Bagaimana cara suatu negara membangun ekonomi yang produktif? Menurut Porter ada dua lingkungan strategi: lingkungan makro dan lingkungan mikro[1]. Strategi yang pertama adalah dengan mewujudkan suatu lingkungan ekonomi makro dan politik stabil, serta hukum yang mantap dan adil. Indonesia masih harus melewati banyak ujian dalam proses ini. Indonesia sedang memantapkan kebijakan ekonomi makronya agar lebih handal, stabil dalam hal inflasi, tingkat bunga, keuangan negara, dsb. Lepas dari krisis ekonomi yang masih melanda, Indonesia pernah menjadi salah satu cerita sukses ekonomi makro dalam dekade 90an. Ini dapat diwujudkan kembali. Namun, mempunyai kebijakan ekonomi makro yang baik saja tidaklah cukup. Kebijakan ekonomi makro tidak menciptakan kekayaan. Ia membuat lebih mudah atau lebih mungkin bagi perusahaan untuk mewujudkan kekayaan, tetapi kemakmuran tidak akan meningkat kecuali jika dasar ekonomi mikronya mantap dan semakin mantap. Strategi utama yang kedua adalah menciptakan fondasi ekonomi mikro.

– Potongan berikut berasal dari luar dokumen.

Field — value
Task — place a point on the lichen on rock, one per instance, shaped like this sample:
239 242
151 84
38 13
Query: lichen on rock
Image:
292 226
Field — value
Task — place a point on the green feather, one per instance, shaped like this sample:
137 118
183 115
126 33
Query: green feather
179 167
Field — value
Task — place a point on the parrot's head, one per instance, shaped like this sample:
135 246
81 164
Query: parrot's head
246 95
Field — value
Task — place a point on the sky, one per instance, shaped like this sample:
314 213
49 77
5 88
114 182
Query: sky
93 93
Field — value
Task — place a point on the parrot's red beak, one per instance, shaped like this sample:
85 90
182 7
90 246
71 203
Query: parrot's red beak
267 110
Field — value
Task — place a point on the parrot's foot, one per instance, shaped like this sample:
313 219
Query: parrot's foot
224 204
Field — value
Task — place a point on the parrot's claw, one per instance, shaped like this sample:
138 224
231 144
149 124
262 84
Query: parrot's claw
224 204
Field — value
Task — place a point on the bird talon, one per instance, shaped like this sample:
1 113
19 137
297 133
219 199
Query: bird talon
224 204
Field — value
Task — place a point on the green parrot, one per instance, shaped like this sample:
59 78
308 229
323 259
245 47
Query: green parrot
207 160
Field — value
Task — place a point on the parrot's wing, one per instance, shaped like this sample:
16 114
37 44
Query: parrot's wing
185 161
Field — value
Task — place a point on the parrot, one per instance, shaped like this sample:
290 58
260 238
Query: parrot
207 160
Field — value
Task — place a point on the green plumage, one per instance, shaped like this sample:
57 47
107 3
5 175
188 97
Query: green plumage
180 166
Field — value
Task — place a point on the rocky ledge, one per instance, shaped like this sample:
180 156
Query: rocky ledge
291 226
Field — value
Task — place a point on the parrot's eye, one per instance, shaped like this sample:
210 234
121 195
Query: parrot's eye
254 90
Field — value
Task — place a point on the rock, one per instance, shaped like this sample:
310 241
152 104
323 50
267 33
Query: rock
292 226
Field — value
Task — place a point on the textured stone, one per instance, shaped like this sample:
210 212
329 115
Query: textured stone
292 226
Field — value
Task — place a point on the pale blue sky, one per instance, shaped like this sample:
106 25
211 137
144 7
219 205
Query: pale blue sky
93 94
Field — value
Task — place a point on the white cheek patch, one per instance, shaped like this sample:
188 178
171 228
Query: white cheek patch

Pertama-tama dan yang paling penting adalah, suatu ekonomi yang maju berakar dalam kapasitas perusahaan lokalnya. Ekonomi suatu negara tidak dapat menjadi produktif kecuali jika perusahaan besar maupun kecil yang beroperasi di negara itu adalah produktif. Ini berlaku tidak hanya pada perusahaan pengekspor saja tetapi kepada setiap perusahaan. Perusahaan yang tidak efisien akan mengganggu industri lain yang tergantung padanya. Inti dari setiap kemakmuran ekonomi adalah efisiensi dan kecanggihan operasi perusahaan yang ada. Fokus pada perusahaan saja tidaklah cukup, sebab kapasitas mereka untuk bergerak ke strategi yang lebih produktif adalah juga fungsi dari lingkungan bisnis ekonomi mikro di mana mereka bersaing. Lingkungan ekonomi makro seperti tingkat bunga, tingkat inflasi, dll. adalah penting dalam menentukan secara keseluruhan kapasitas bersaing perusahaan. Tetapi apa yang juga penting adalah lingkungan dekat yang mempengaruhi perusahaan bersaing setiap hari: antara lain infrastruktur yang mereka gunakan dan kualitas tenaga kerja yang mereka dapat rekrut. Perusahaan yang memiliki teknik manajerial yang canggih untuk bersaing juga mengalami keterbatasan, kecuali jika mereka mempunyai lingkungan lokal yang kondusif untuk melakukan itu. Maka suatu pertanyaan penting adalah bagaimana meningkatkan lingkungan bisnis ekonomi mikro di setiap daerah.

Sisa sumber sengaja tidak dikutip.